18.5.17


CENNETTE UZUN BİR KIŞ 

Terk etmek mi? Terk edilmek mi ? Acı yaşatmek mı ? Acyı çekmek mi ? 

1980 ve 1990’larda Ankara’da geçen acı ve acıyı paylaşmak üzerine yoğunlaşan, Aşk, ayrılık acısı, geleneksel aile yapısı, din-mezhep ayrışmaları, sosyal sınıf çatışması, kapalı kapılar ardında yaşanan cinsel istismarın sonuçlarının hayata yansıması gibi konu zenginliği olan sürükleyici romanın yazarı Barış Tuna lansmanı için seçtiği mekan Kalabalık Restaurant’da romanı kadar keşfedilmeyi hak eden güzellikde idi.

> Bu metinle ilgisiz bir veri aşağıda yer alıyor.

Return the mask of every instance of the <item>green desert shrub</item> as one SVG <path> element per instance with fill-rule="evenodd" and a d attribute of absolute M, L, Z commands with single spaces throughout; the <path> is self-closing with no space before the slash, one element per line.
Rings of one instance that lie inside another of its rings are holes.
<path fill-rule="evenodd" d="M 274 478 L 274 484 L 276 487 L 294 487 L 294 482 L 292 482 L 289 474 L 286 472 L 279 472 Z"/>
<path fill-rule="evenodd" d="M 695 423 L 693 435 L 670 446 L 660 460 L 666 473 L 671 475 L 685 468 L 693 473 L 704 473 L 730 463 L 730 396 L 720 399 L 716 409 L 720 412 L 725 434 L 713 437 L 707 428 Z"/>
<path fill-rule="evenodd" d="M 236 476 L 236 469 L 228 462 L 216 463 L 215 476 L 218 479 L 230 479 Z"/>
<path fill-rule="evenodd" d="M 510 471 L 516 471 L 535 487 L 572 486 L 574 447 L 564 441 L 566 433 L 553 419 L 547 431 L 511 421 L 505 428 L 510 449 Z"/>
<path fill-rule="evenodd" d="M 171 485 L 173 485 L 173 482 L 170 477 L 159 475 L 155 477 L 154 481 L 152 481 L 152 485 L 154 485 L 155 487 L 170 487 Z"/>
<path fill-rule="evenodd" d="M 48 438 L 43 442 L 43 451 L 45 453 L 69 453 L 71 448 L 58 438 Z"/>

Başarılı yazar Barış Tuna  ilk romanı Düşbilimi’nden 16 yıl sonra yayınlanan, Sinema filminede uyarlanacak olan ikinci romanı Cennette Uzun Bir Kış kitabın lansmanı 16 Mayıs 2017 Kadıköy Yel değirmeni Duatepe sokakda bulunan romanı gibi gizli bahçesi olan Kalabalık Restauran’da gerçekleştirdi.

Barış Tuna ile yaptığımız kısa söyleşide çalışmaların on üç yıl kadar sürdüğünü uzun soluklu nefes aldıkdan sonra içini çekerek söylüyor.

Kutsal aile miti üzerine eleştiriler yaparken kaynağını yıllarca yaptığı gözlemleri, akademik okumaları ve hayattan çektiği anlar oluşturuyor.

Sinemaya uyarlamanın ilk adımı olarak, Görsel dünyasının zenginliğiyle öne çıkan, video art çalışması yapılan, Barış Tuna’nın Cennette Uzun Bir Kış kitabı roman kahramanlarını canlandıran sinema oyuncularıda lansmanda hazır bulundular.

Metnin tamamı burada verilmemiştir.